Burnt Norton <bnorton(_at_)mastaler(_dot_)com> wrote:
On Fri, Sep 05, 1997 at 12:57:02PM -0700, Alan K. Stebbens wrote:
This is the reason why I rewrote "dupcheck.rc": to provide for a
complete duplicate filtering solution, without worrying about mail
I don't think that an identical message body necessarily constitues a
"duplicate" message. Symantically it does sure, but not practically.
Then you filter that seperately or you lose. It is that simple.
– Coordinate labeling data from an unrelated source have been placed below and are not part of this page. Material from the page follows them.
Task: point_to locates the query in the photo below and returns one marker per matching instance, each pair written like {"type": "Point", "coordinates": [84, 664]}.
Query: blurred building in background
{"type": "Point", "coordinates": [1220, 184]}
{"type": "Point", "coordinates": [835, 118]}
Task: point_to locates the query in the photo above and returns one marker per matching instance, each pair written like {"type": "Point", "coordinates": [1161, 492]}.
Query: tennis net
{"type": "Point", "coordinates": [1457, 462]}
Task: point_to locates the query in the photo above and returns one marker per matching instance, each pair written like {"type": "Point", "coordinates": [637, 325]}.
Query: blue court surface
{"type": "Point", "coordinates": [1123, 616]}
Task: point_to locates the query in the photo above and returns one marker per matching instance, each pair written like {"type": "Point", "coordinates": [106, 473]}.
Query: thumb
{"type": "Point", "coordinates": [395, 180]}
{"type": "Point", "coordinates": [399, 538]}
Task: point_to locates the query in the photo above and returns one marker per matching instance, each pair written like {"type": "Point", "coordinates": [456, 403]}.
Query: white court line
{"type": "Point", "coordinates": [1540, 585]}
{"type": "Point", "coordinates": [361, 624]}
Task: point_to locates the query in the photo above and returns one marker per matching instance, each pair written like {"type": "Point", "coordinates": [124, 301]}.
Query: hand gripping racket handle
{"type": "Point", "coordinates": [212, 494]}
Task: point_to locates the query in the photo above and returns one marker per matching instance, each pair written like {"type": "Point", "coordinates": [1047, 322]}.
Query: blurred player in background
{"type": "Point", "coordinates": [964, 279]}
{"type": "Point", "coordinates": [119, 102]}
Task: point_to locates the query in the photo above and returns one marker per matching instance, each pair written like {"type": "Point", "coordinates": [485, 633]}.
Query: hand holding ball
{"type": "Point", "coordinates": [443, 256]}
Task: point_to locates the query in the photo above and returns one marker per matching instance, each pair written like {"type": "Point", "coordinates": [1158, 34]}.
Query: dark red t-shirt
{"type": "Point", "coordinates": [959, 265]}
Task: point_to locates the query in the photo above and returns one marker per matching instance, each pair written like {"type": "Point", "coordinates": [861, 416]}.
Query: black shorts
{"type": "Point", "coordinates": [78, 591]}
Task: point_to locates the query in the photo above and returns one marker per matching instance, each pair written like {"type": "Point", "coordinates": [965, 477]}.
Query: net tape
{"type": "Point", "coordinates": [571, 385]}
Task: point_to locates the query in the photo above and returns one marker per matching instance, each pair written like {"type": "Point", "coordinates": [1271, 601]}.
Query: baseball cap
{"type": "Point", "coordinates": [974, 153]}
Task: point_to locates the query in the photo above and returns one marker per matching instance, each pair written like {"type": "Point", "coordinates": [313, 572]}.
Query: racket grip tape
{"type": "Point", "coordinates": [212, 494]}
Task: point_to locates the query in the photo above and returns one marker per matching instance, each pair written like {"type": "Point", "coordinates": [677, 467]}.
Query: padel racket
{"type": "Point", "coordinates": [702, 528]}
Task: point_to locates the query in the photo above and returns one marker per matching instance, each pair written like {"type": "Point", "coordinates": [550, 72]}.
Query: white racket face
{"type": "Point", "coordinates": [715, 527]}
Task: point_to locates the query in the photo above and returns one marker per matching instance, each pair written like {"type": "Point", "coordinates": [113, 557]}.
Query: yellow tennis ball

The vast majority of the time when I get duplicate messages they
are spam. I deal with duplicate messages by message ID first, then
everything not to some special addresses of mine, not from me, and
not from the Internet Oracle get put through the following duplicate
tests: a repeat from a sliding window of 700 messages (about a week
when I wrote the filter, less now) of checking for duplicate word-
count-in-body/From:/Subject:; a repeat from a sliding window of 10
messages for dupicate byte-count-in-body/Subject:. Then I apply some
even more dubious ("loose") checks on stuff for the group I moderate.
First they are checked against a sliding window of 50 messages for
dupicates of sending-news-server/words-in-body; and against a sliding
window of 700 messages for duplicate lines-in-body/From:/Subject:.
The only problems I have had with this in the last month (since I do
not delete any of the mail, just shunt it off to the side, it is easy
to check) is that a certain class of bounce message was getting filed
as duplicates (each had the same body except for the email address
involved) and one case of someone making the same post twice, the
second time corrected not to have each paragraph as one long line.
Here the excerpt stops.